For better or worse -- and largely for better -- we have all come to rely on the evidence when we make medical choices, and presume that our physicians are relying on evidence when we are offered options.
Evidence that we are not fooling ourselves or being fooled has been a grail of philosophers for centuries.
But today the focus is on drugs, particularly new drugs.
Most of medicine escaped this new level of oversight and still does. In particular, procedures fall out of the purview of the FDA unless the procedure involves placing some substance or widget into the body, and then the test relates more to safety than evidence of efficacy.
Most surgery is not "evidence-based;" it remains eminence-based, dripping with hubris.
For necessary surgery, there may be no better way than to turn than to experienced surgeons who hold survival in their hands. To their credit, surgeons are willing to make head-to-head comparisons of different approaches.
Of course, it would be unconscionable not to do what is considered, at least by some, to be the best in any desperate situation. Spine surgeons can be heroes in this regard, when it comes to stabilizing fractured or tumor-riddled spines.

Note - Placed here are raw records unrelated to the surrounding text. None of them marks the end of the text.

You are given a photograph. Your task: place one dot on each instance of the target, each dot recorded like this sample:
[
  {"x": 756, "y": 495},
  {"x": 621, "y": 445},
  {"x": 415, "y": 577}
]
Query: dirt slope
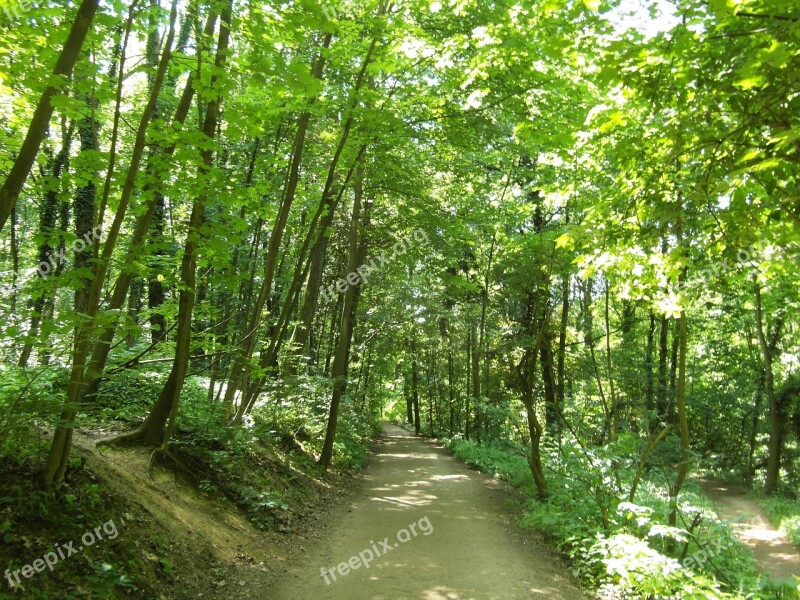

But most surgery today is "elective." It is not necessary, because it is not certain that you will be better off for it, or worse off without it.
Slowly but surely, elective surgery is being subjected to studies designed to generate evidence necessary to make an informed decision. But with very rare exception, all these studies are seriously flawed by avoiding the most stringent test of efficacy.
These studies compare one procedure with another, or one procedure with a nonsurgical therapy. But the only true test of elective surgery is to compare the surgery that is believed to work with a sham procedure.
You heard me right. When this has been done for angina and for knee pain, the sham procedure is at least as good as the one thought to have worked.
I have no problem with a study that informs the volunteers that they are likely to have a sham procedure. In fact, I'm troubled that such is not commonplace.
Nearly all surgery for regional back disorders is elective. I coined the term regional back disorders for an editorial in the New England Journal of Medicine 20 years ago. It denotes the back pain and other symptoms that afflict adults who are otherwise well, who have suffered no overt trauma, and who have no major neurological complication.
Depending on where you live in the country, you can run a 10-fold greater risk of being offered and accepting surgery for a regional back disorder than if you live in any other country. It's open season on the American spine.
Nearly all this surgery is for low back pain. Spine surgeons have long felt beleaguered by critics such as me. After all, there have been a number of studies, mainly from Europe, that fail to generate an iota of evidence for any benefit from any form of spine surgery for regional low back pain. For workers' compensation claimants, surgery is likely to leave you worse off.